What are the new findings in your manuscript?
Among US adults with diabetes, the prevalence of class 2 and class 3 obesity rose from 1999-2002 to 2015-2020 along with worsening in achievement of glycemic control and lipid control targets.
How might your results change the direction of research or the focus of clinical practice?
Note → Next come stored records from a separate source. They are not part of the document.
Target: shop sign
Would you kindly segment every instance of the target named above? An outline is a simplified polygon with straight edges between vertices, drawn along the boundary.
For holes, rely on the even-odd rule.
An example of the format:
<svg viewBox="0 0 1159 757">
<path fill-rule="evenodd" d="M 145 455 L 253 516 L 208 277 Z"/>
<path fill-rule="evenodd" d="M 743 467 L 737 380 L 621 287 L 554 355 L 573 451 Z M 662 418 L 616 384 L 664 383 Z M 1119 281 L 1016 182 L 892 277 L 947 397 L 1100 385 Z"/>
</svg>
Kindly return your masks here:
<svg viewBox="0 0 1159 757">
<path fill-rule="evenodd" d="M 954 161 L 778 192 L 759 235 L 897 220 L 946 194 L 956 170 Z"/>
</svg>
The impact of worsening obesity profiles in patients with diabetes is concerning because of lack of optimal cardiometabolic risk factor control. This supports recommendations for more weight-centric diabetes management in persons with obesity and diabetes.
Funding:
Dr Hu was partly supported by the grant from the National Institute of General Medical Sciences (U54GM104940) of the National Institutes of Health and the Louisiana Department of Health. The funders had no role in the design and conduct of the study; collection, management, analysis, and interpretation of the data; preparation, review, or approval of the manuscript; and decision to submit the manuscript for publication.
Footnotes
Disclosures: Dr. Donna Ryan has served as a Scientific Advisor or Consultant to the following companies: Altimmune, Amgen, Boehringer Ingelheim, Calibrate, Carmot, Epitomee, Gila Therapeutics, ifa Celtic, Lilly, Novo Nordisk, real appeal (United Health), Scientific Intake, Wondr Health, Xeno Bioscience, Ysopia, and Zealand. Dr. Ryan has served on the Speakers’ Bureau for Novo Nordisk. Dr. Ryan has received stock options in Epitomee, Calibrate, Roman, and Scientific Intake. Dr. Ryan has served on a Data Safety Monitoring Board for setmelanotide, a medication marketed by Rhythm. No other disclosures were reported.